Cyber Vigilance at Sea: The New Norm

The risk of cyber attacks on vessels at sea continues to be significant, and it’s not going away any time soon. Each year, it seems, there are more and more reports of hacks that have resulted in loss of critical data, financial loss or problems with IT systems or shipborne systems functionality.

Shipowners have been reluctant to share information on actual or attempted breaches for fear of being identified. However, there’s no shortage of examples of cyber attacks on vessels.

Last August, a French naval contractor was hacked, resulting in the leak of more than 22,000 documents detailing the design of a submarine under construction for the Union Navy. In October, Hewlett Packard Enterprise Services informed the Navy that an employee’s company laptop was hacked, resulting in the opening of more than 134,000 personal records of sailors. In 2014, an investigation into the collision between the multi-purpose cargo ship Rickmers Dubai and an unmanned crane barge revealed that the USB thumb drive had been used to store a movie, an abuse which risked corrupting valuable data.

Hackers attacking a ship’s operating system may be attempting to obtain several types of information. Some seek to obtain the cargo manifest and container numbers so they can locate valuable pieces of cargo. Others are after vessel IP addresses so they can breach corporate security. And, while less likely, it’s also possible that some seek to spoof the ship.

Awareness is Growing 
The good news is there’s growing awareness about the risk of maritime cyber attacks. Several resources are now available to help mariners learn about common vulnerabilities to onboard computer-base networks and industrial control systems, including both operational and informational technologies. One good example is BeCyberAwareAtSea.com, a global maritime and offshore industry initiative that encourages the sharing of research data, best practice cyber guidelines and educational articles to help stakeholders understand the challenges that the digital era brings to shipping and offshore operations. The USMRC has also launched an e-learning course, which meets IMO interim draft guidelines on maritime cyber risk management.

Cyber awareness is also being driven by military and government contracts, which demand that attention be focused on marine loss control among operators and shipyards. In many cases, shipyards that bid on government contracts are required to demonstrate that they have a secure platform.

Get on Board 
Addressing cyber security should be a priority for senior management rather than a concern that’s delegated to the vessel security officer or the head of the IT department. Given that most cyber attacks have not been aimed on the vessel, per se, but are more an effort to breach corporate security, vigilance at the corporate level makes good sense.

The nature of data transmission on a vessel, which often happens automatically, is such that the interconnected nature of information may lead to the system being compromised. Vessels typically share a connection with corporate security, so it’s essentially a means to access corporate servers. 

Senior management must also demonstrate a commitment to employees who live at sea so that the human element of cyber risk is appropriately addressed.
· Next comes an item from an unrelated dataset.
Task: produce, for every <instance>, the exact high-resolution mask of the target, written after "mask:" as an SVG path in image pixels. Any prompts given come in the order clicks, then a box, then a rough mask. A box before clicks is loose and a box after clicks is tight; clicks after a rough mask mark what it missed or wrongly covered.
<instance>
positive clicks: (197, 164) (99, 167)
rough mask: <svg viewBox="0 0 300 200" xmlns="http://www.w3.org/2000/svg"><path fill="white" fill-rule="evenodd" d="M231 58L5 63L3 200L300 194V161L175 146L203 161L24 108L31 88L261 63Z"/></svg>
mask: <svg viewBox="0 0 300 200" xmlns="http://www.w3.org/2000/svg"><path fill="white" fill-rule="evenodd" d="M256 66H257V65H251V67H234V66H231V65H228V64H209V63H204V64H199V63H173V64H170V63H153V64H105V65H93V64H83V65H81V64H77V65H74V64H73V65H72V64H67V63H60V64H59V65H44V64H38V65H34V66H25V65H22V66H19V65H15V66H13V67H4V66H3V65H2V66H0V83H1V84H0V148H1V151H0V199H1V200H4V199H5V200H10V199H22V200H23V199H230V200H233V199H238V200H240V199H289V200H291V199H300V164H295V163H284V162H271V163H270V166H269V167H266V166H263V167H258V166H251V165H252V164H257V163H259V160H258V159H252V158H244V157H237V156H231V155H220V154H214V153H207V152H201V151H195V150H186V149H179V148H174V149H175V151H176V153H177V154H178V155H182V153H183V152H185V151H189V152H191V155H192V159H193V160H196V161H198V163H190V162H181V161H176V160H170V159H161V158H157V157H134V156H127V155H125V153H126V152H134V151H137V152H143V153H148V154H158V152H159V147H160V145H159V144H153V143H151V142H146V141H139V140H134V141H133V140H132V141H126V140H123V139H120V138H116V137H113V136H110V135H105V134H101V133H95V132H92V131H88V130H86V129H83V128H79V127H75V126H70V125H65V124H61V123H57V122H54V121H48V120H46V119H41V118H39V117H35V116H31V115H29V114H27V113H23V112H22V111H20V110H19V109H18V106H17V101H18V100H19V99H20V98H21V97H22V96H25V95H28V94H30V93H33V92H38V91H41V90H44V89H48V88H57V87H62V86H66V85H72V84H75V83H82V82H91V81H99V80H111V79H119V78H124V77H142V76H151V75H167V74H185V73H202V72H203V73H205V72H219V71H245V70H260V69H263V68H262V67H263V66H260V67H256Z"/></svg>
For example, millennials going out to sea are accustomed to having access to email and online entertainment. It’s essential that these needs be provided for so that the crew is not jeopardizing security by using the ship’s operating systems for personal needs, thereby threatening the security of the corporate firewall.

Senior management needs to let the crew know that they’re important, trusted stakeholders and that their own livelihood is affected by their safety, particularly as it relates to the risk of attempted hacks.

Practical Guidelines
There are standard practices that can be implemented to reduce cyber risk. Each crew member should be instructed on proper cyber security procedures at sign-on when joining the vessel and periodically while onboard. It’s especially important to review cyber security procedures when shipboard operations are subjected to outside impacts, shoreside tech reps or during a shipyard period.

It’s critical that the vessel have a response plan that can be implemented and has been tested. Regular back-up of critical systems are an important part of any response plan. The IMO provides high-level recommendations for maritime cyber risk management while BIMCO recommends cyber security be tied in with a vessel security plan, which is a framework under the safety management systems that already exists.

The stipulations in the ISPS and ISM Codes enable a fast rollout of a framework for handling the management of information system security (ISS) on board ships. The principal advantage of this solution is that it is not necessary to create a new system; existing tools used in the maritime world can simply be adapted. The Maritime Safety Committee, under MSC 96/4/5, suggests specific steps that ships can follow to achieve ISS protection.

The Biggest Weakness: The Human Element 
For all the talk about improving firewalls and ensuring that shipping and corporate platforms are secure, the biggest risk to cyber security is actually the human element. The IMB has reported that more than 80 percent of offshore cyber, information technology and operational technology security breaches were the direct result of human error. This reality needs to be conveyed and emphasized to all who work in the industry.

Tough Decisions
These are challenging times for the shipping industry. Budgets are tight and there’s pressure to delay maintenance, reduce manning and decrease training. Unfortunately, the threat of a cyber attack is not seen as a traditional maritime hazard, and is therefore an area that’s easily overlooked. Ultimately, it goes back to treating employees right, making sure they have the resources to do their jobs as efficiently as possible, making sure they have the knowledge they need, and making them feel vested as vital stakeholders in the effort to successfully defend against cyber attacks.